An interesting angle was raised during the discussion that whilst the theoretical model of zero waste from circular resource use was potentially attractive, without waste being produced, the fundamental economic viability of waste recycling and disposal for materials at end of life may be adversely affected. This led to consideration of example cases where some business have now tweaked production process to generate certain types and grades of waste to satisfy waste recycler requirements, but that the value of this can be that new markets for re-use materials can be opened which were previously uneconomic.
Some difference of opinions was expressed by the group over the issue of whether one can read Cradle to Cradle’s message from 2005 and feel that little or no progress has been made, compared to those who felt that in key areas, real change was present. In particular there was some acceptance that perhaps the US-centric view of Cradle to Cradle failed to accommodate some of the good regulatory progress made in the EU on matters such as chemical controls (REACH Regulations), growth in renewables capacity, recycling and end of life design regulatory drivers and the emerging circular economy directive proposals. It was further noted that, at least as far as Europe was concerned, it was very true that regulation was driving a large amount of change in business that would perhaps not otherwise be present, such as the American perspective that McDonough and Braungart were writing from.

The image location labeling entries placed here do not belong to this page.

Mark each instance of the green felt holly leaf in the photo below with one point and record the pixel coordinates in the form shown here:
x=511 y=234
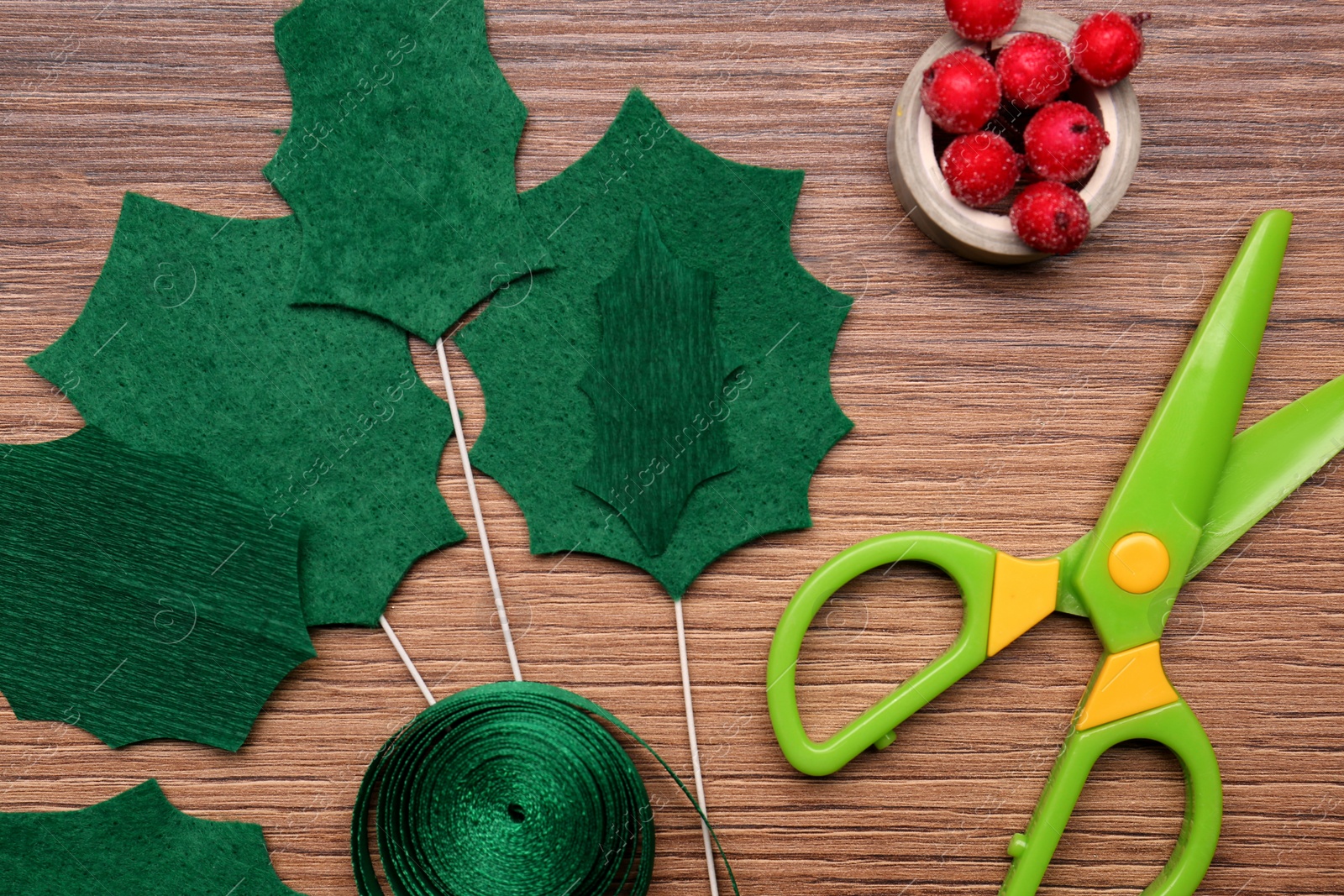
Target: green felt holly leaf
x=139 y=597
x=400 y=159
x=658 y=343
x=190 y=345
x=136 y=842
x=541 y=340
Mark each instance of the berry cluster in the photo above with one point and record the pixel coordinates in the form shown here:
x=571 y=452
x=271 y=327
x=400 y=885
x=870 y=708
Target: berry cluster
x=1007 y=121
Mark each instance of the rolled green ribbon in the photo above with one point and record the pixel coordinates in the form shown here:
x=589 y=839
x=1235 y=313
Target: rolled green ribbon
x=511 y=789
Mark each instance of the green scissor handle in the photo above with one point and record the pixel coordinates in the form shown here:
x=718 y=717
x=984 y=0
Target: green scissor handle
x=1173 y=726
x=972 y=567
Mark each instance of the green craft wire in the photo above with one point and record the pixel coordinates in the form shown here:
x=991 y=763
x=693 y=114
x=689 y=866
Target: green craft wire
x=511 y=789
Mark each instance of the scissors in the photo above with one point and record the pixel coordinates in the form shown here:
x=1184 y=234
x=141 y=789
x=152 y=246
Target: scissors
x=1191 y=488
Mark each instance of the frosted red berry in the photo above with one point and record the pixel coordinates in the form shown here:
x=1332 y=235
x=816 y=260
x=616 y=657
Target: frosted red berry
x=980 y=168
x=1063 y=141
x=1050 y=217
x=981 y=20
x=960 y=92
x=1034 y=70
x=1108 y=46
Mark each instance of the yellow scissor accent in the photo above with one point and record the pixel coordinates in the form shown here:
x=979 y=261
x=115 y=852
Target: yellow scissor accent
x=1128 y=683
x=1023 y=595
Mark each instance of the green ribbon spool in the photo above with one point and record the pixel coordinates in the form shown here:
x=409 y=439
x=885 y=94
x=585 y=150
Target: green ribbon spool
x=511 y=789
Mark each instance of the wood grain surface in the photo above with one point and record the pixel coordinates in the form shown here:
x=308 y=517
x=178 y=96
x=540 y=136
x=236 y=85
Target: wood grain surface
x=999 y=405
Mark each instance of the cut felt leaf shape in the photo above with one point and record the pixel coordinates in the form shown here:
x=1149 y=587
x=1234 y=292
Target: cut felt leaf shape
x=541 y=340
x=139 y=597
x=190 y=345
x=134 y=842
x=400 y=159
x=658 y=369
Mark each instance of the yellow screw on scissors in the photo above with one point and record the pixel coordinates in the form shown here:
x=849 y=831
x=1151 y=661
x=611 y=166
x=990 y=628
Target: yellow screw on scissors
x=1191 y=488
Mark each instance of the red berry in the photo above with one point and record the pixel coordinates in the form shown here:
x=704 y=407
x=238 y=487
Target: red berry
x=960 y=92
x=1034 y=69
x=981 y=168
x=1050 y=217
x=1063 y=141
x=1108 y=46
x=981 y=20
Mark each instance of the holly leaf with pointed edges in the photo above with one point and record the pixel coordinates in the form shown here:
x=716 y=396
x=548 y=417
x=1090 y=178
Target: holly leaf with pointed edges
x=400 y=159
x=134 y=842
x=188 y=345
x=658 y=343
x=139 y=597
x=538 y=340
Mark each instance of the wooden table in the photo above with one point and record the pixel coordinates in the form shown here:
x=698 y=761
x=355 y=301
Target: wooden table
x=995 y=403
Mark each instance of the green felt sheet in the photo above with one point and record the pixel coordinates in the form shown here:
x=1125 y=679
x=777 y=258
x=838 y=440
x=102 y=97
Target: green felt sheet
x=658 y=367
x=190 y=345
x=139 y=597
x=537 y=342
x=136 y=844
x=400 y=159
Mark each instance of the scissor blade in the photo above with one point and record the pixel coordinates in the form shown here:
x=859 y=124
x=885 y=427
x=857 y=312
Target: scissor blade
x=1268 y=463
x=1169 y=483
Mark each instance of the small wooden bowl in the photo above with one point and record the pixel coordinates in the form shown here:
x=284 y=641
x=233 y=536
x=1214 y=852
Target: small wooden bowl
x=985 y=235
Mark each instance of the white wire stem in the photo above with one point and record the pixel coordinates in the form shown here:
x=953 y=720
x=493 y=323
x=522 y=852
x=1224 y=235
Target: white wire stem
x=476 y=510
x=407 y=658
x=696 y=750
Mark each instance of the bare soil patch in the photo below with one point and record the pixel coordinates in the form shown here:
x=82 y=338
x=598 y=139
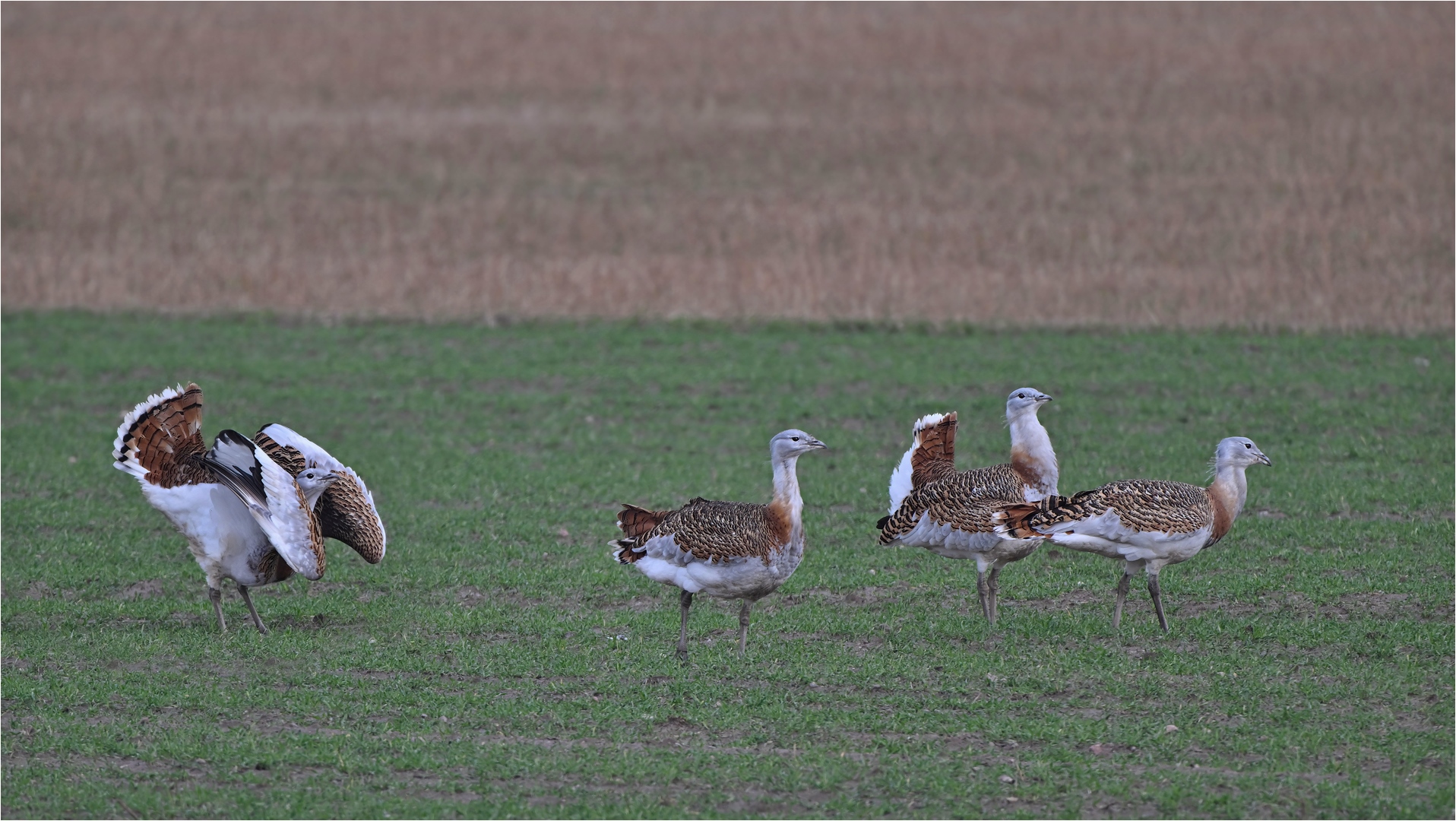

After the mid session break, thoughts turned to the degree to which it was correct to view circular economy models as mimicking nature. It was felt that perhaps such a view was romanticising some elements of natural systems, but a key point was that such natural systems tend towards having stop points within them, but that humans had effectively broken free of the natural stops upon them as a species. Whereas natural systems have time to adapt and evolve to changing situations in our current crisis we have very little time to make radical adaptations. Whether a nature mimicking model can do enough to achieve the turnaround necessary was questioned.
As the discussion drew to a close, thoughts turned back to the primacy of design, and the key role that designers have to design in optimal solutions from the outset. It was felt that if governments seek a goal of diversion from landfill, this may miss the opportunity to develop genuinely circular raw material to waste to feedstock loops as part of a new model of design and re-use that Cradle to Cradle aimed to highlight.
The wide ranging discussion was enjoyed by everyone who attended, with the extended chance to explore the topic in detail giving a thoroughly interesting and lively debate.